You are expecting .html() and .append() to work like document.write() but they don't. When used with HTML, they expect proper HTML. Broken HTML (for example missing end tags) is corrected which leads to the unexpected behavior. This part of your code for example:

$("#properties")
    .html("<table><thead><tr><th>Status</th><th>Title</th></tr></thead><tbody>");

Produces the following result:

<table>
    <thead>
        <tr>
            <th>Status</th>
            <th>Title</th>
        </tr>
    </thead>
    <tbody>
    </tbody><!-- tag closed automatically -->
</table><!-- tag closed automatically -->

Along the same lines, this code:

 $("#properties").append("<tr>");
 $("#properties").append("<td>prop.status</td>");
 $("#properties").append("<td>prop.title</td></tr>");   

Produces the following result:

...
</table>
<tr></tr><!-- tag closed automatically -->
<td>prop.status</td>
<td>prop.title</td><!-- </tr> ignored -->

One possible solution is to revise your code like this:

$("#properties").html("<table><thead><tr><th>Status</th><th>Title</th></tr></thead><tbody></tbody></table>");
data['result'].forEach(function(prop){
    var $tr = $("<tr></tr>").appendTo("#properties > table > tbody");
    $("<td></td>").text(prop.status).appendTo($tr);
    $("<td></td>").text(prop.title).appendTo($tr);
});

Comments

0

You can't add tags to the DOM, you can only add elements.

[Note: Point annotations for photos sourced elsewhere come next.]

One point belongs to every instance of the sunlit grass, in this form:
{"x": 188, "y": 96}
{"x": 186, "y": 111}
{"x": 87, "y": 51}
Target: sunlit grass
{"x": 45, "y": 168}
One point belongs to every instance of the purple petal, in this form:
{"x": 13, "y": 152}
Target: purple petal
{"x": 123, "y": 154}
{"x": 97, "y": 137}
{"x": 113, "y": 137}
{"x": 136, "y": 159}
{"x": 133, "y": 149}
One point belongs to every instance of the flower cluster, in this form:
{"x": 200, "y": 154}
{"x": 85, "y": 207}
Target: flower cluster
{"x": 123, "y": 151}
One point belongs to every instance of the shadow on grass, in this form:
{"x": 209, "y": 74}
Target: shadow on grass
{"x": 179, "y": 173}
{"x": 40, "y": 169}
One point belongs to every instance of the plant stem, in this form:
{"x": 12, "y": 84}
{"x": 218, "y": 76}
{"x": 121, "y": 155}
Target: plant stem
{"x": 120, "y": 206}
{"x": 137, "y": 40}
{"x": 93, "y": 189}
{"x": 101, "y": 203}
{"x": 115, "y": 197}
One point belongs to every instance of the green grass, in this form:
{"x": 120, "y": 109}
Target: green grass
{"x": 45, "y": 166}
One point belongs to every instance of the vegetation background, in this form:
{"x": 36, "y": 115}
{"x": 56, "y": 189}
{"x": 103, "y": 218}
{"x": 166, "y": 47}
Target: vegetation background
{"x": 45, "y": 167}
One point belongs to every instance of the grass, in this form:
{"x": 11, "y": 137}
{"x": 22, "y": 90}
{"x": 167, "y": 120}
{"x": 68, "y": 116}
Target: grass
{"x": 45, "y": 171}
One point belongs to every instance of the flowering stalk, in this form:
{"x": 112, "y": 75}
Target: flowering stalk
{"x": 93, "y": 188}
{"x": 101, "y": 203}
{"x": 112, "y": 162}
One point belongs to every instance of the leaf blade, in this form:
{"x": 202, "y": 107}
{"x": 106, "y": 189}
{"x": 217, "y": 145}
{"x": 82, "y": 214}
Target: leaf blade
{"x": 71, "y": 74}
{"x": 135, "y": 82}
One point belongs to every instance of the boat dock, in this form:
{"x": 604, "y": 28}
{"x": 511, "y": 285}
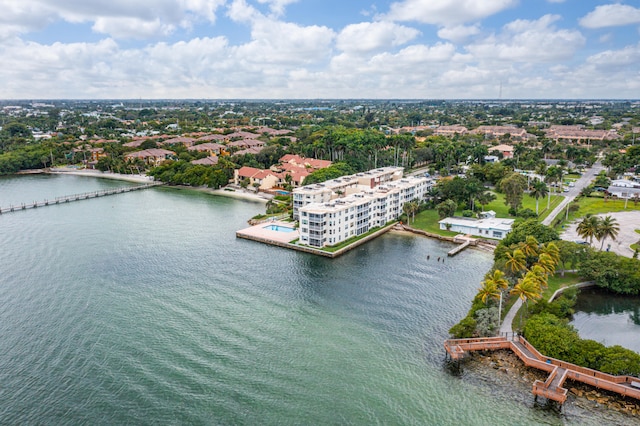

When you try to add a <table> tag, it will add a complete table element. When you try to add the ending tag, it will be ignored (or possibly cause an error, depending on the browser) because it's not code that can be parsed into an element.

Rewrite the code to add elements instead of tags:

$("#properties").html("<table><thead><tr><th>Status</th><th>Title</th></tr></thead><tbody></tbody></table>");
var tbody = $("#propertis tbody");
data['result'].forEach(function(prop){
  var row = $("<tr>");
  row.append($("<td>").text(prop.status));
  row.append($("<td>").text(prop.title));
  tbody.append(row);
});

By creating table cells as elements and use the text method to set the content, you avoid the problem with any special characters that would need HTML encoding (e.g. <. >, &) to mess up the HTML code.